The first year on the job is typically the most difficult for those who have completed CNA training, especially CNAs who work in hospitals. It doesn’t have to be, though. You can easily transition from a student in CNA training to a working nursing assistant with the following tips and find your job more satisfying and fulfilling.
After CNA Training: Making the Most of Your First Year of Employment
Surviving your first year of employment after CNA training should begin with your first job interview. Here are just a couple of questions you should ask.
- What is the turnover rate for CNA during their first year? High turnover rates at a health care facility can be very telling. They can tell you how an employer treats CNAs, what type of environment you can expect, and whether your new position will provide you with a balance of happiness, great income, and fulfilling work. Typically, turnover rates that are more than 20 percent are considered high in the health care industry.
- What type of orientation and continued CNA training will be provided? In order to renew your CNA license and expand your knowledge, additional CNA training is a must. Ask your interviewer if any will be provided while you are employed. Also, see if a nurse, administrator, or veteran CNA will be assigned to help you become oriented with the building, the patients, and the every-day routine of the facility. This will allow you to become familiar with your new workplace, so you don’t feel as if you need to run for the door in the first couple of days.
- What support is offered to CNAs? Talk to your interviewer about any emotional, social, and clinical support that will be offered to you while you are working for the facility. Who will help you deal with death? Who can you talk to if you feel like you are experiencing burnout?
Your First Year After CNA Training
If you decide the facility will provide you with the environment and support you need to survive your first year after CNA training, there are two other factors to consider. One is your experience. If you have never worked as a CNA before, and have just finished training, you may want to volunteer at the facility first before making any commitment. This will allow you to get to know how the staff works, the routines, and the patients, as well as giving you a bit of experience that could bode well when your employer is deciding on your salary.

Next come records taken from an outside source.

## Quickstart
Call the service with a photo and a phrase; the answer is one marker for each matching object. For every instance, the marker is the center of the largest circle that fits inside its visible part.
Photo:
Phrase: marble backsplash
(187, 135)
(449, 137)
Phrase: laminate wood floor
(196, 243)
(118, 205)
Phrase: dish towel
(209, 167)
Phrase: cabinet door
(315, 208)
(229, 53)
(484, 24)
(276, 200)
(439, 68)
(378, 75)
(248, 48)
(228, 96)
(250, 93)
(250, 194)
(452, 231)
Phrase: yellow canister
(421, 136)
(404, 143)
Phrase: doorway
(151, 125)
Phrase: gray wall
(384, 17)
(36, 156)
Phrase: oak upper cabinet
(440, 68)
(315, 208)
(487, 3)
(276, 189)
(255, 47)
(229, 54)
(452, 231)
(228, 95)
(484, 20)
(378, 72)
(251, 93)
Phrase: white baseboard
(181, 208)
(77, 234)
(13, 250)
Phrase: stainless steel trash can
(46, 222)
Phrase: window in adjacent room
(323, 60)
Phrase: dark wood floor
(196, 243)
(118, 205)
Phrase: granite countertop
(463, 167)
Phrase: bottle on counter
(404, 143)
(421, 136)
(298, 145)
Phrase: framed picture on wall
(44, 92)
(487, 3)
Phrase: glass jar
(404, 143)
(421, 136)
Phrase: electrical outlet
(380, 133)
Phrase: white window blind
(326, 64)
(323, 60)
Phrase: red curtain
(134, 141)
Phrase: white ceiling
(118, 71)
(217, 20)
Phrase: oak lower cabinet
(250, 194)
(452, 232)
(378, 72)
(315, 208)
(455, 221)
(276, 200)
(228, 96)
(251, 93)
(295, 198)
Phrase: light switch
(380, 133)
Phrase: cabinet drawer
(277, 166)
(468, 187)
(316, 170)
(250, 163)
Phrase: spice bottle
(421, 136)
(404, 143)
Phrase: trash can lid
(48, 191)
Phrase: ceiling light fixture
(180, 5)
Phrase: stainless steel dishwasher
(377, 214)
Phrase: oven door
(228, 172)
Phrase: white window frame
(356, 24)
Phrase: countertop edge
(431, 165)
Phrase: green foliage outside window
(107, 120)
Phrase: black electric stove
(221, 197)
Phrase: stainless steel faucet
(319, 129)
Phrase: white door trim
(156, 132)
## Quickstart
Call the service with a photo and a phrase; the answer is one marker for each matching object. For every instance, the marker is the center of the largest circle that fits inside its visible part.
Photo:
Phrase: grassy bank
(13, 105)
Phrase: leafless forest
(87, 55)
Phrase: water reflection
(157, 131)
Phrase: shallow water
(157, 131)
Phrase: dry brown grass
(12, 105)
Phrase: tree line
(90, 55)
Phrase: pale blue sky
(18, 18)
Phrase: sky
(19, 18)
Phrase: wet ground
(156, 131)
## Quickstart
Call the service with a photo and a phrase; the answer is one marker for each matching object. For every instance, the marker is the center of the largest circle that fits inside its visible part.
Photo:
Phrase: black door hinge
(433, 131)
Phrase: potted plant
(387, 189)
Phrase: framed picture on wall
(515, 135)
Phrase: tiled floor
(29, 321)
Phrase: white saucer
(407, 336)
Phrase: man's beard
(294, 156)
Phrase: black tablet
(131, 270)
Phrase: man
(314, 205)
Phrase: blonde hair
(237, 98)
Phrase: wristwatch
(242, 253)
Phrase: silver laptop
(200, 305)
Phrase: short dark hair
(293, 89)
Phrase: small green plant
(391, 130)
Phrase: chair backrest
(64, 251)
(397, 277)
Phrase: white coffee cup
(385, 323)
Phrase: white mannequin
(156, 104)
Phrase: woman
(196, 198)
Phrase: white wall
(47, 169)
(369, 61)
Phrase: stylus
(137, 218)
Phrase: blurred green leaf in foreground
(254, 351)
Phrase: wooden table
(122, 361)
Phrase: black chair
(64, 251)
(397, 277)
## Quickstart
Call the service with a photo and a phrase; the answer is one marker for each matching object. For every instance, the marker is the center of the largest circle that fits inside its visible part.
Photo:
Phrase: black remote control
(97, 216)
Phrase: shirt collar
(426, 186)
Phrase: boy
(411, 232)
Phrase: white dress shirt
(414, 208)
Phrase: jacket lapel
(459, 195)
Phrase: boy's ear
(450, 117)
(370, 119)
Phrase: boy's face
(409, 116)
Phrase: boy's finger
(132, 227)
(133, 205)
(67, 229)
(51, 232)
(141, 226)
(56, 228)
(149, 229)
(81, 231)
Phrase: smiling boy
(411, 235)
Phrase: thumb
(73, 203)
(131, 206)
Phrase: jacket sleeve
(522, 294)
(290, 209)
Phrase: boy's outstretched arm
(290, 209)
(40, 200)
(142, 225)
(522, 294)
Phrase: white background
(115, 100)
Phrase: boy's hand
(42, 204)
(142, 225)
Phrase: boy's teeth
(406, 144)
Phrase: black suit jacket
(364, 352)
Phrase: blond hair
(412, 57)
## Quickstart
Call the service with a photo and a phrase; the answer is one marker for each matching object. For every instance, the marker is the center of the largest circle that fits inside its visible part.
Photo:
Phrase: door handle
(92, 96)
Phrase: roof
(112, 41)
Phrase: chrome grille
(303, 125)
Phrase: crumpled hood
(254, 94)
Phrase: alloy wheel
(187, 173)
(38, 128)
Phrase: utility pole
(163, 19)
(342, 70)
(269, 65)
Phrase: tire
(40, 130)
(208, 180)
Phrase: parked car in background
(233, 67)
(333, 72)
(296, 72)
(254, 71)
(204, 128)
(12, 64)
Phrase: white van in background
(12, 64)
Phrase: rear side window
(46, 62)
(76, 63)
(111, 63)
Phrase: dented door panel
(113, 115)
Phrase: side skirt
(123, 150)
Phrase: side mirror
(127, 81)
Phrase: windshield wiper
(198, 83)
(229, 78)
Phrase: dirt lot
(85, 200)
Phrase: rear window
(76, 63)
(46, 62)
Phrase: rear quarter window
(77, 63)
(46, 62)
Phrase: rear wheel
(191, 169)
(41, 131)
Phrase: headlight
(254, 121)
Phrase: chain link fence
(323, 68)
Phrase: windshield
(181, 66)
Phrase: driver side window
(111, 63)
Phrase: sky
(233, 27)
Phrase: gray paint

The second consideration is working on a specialty unit first, if you are going to be employed by a hospital. Working in labor and delivery, pediatrics, or the cardiac unit will provide you with one type of patient, whereas a medical or surgical unit would house a broader range of patients. A more controlled patient population may make your job easier during the first year, as you become accustomed to the facility.
Surviving your first year after CNA training isn’t difficult. Just follow these helpful tips to ensure you have the support, experience, and environment you need to enjoy your new career.